Transforming FP&A in a Decentralized Environment

By Matt Poleski, CFO, Northeast and Mid-Atlantic Region at Arthur J. Gallagher & Co

Recent trends in FP&A have been to focus on data analytics and driver-based planning to provide better information for business leaders to make decisions.  Various challenges exist to accomplish this goal including the traditional budgeting culture, data quality, and outdated technology.  An often-overlooked challenge in transforming financial planning and analysis is the FP&A team’s structure and resource alignment.  This article examines how we are transforming the people part of FP&A.

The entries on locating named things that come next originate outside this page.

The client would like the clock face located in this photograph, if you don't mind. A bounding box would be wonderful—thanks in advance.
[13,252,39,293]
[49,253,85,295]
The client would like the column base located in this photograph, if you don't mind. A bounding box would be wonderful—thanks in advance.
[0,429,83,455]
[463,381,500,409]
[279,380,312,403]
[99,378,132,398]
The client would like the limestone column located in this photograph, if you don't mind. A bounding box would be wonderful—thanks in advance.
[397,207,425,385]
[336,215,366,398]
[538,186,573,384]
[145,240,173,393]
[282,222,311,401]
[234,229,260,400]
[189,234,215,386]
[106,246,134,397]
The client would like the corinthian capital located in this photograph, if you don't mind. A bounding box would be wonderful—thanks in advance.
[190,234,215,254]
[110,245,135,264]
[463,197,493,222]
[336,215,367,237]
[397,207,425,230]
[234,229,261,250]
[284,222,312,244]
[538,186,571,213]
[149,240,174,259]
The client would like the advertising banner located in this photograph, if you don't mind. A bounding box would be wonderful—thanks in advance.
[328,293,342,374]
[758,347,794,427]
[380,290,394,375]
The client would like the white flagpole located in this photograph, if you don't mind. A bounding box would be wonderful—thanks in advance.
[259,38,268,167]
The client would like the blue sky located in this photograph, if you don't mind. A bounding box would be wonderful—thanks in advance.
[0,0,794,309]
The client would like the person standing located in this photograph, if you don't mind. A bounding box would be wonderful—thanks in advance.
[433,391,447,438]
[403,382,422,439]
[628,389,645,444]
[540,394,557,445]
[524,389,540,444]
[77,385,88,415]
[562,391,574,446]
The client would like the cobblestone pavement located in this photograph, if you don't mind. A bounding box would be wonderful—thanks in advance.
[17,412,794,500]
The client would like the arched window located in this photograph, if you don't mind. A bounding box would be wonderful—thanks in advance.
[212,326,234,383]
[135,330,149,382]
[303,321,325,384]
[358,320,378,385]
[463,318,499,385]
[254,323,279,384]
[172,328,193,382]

My company like many companies has grown through acquisition.  In the beginning, we did not integrate, we consolidated. There were over 50 locations within the U.S. alone that sent in Excel spreadsheets to accumulate monthly results. If the three A’s in financial analysis are accumulate, analyze, and act – we spent all of our time accumulating.  As the company evolved, we began implementing centralized tools that allowed us to both process and accumulate faster and more efficiently such as centralized vendor payables, centralized travel expense reimbursement, centralized billing platforms, centralized payroll, and centralized sales planning. These platforms enabled us to process information faster and cheaper; and gave us access to big data through a data-warehouse. However, we spent all our efforts developing centralized platforms as opposed to thoroughly thinking through the reporting we wanted off these systems, or how to data-mine from these systems.

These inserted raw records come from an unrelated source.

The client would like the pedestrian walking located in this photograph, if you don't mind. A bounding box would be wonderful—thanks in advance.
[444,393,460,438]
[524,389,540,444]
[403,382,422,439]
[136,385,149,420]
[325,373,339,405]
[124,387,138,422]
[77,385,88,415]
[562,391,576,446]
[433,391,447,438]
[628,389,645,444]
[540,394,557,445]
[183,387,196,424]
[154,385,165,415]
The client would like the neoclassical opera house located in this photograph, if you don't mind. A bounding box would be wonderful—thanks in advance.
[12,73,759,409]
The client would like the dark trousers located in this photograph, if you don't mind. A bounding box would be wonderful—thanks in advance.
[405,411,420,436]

Once we had the data, we hired centralized resources to come in and analyze the data; however, a couple issue arose. First, the systems were set up to perform their tasks efficiently, not focused on reporting. Thus, while the data was directionally correct on a macro level, details of the data could easily be challenged and could not be relied upon as accurate scorecards.  For example, Micro-level data for commission payments to employee is still largely done decentralized in Excel.  Second and more importantly, data provides information for decisions making. Data doesn’t make the decisions for you.  Some of the best people to analyze, interpret data, and influence actions were existing resources in the field.

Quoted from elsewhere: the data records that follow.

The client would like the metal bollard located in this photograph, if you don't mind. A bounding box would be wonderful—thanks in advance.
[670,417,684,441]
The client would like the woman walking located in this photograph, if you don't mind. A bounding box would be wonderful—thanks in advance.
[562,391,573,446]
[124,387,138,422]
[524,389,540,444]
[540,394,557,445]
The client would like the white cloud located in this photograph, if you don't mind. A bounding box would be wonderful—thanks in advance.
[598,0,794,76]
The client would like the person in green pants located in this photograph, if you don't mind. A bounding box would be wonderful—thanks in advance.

To understand what to do – it’s important to understand our management structure. Our historical management structure was very hierarchical. Each location had a manager and a financial analyst. That manager reported up to a regional manager, who reported up to a Divisional manager (both of who had their own financial analyst). Each manager is expected to drive EBITDA growth. The best way for a manager to maximize his returns is to focus on client segment where a competitive advantage exists to drive revenue growth.

When we had decentralized systems, the manager was forced to manage everything within his geographical boundaries – even those areas where we didn’t have a competitive advantage. With the new system, managers could trade underperforming segments to managers who had expertise in these areas, and could therefore grow them. This would provide the ability to pool like resources around the country, and manage it more efficiently with the appropriate level of investment to generate returns. Key performance indicators and driver based analytics could be customized for each segment to assess performance, as opposed to having uniform metrics for all locations. 

How are we transforming our FP&A resources

In the old system, financial analysts were forced to be jack of all trades and know every single transaction that hit their local P&Ls.  In the new system, that is not always possible as automated entries are hitting local P&Ls from several different systems.  Even for our all-star financial analysts who can have greater expertise in all the systems, it creates a standardization problem as we do not want information asymmetric based on the quality of the financial analyst.

Financial analysts now work in teams where they declare a major of expertise, but are still required to interpret local P&L results. For example, a financial analyst may be an expert in mergers and acquisitions and assess potential merger prospects. Another financial analyst may be an expert in producer compensation and make recommendations for implementing and standardizing producer compensation across the country.  The team approach allows each analyst to leverage each other’s expertise.  This expertise allows the analyst to focus and implement best practices for what they are good at across the country, but still allows them to influence branch managers to determine how to best grow their P and Ls.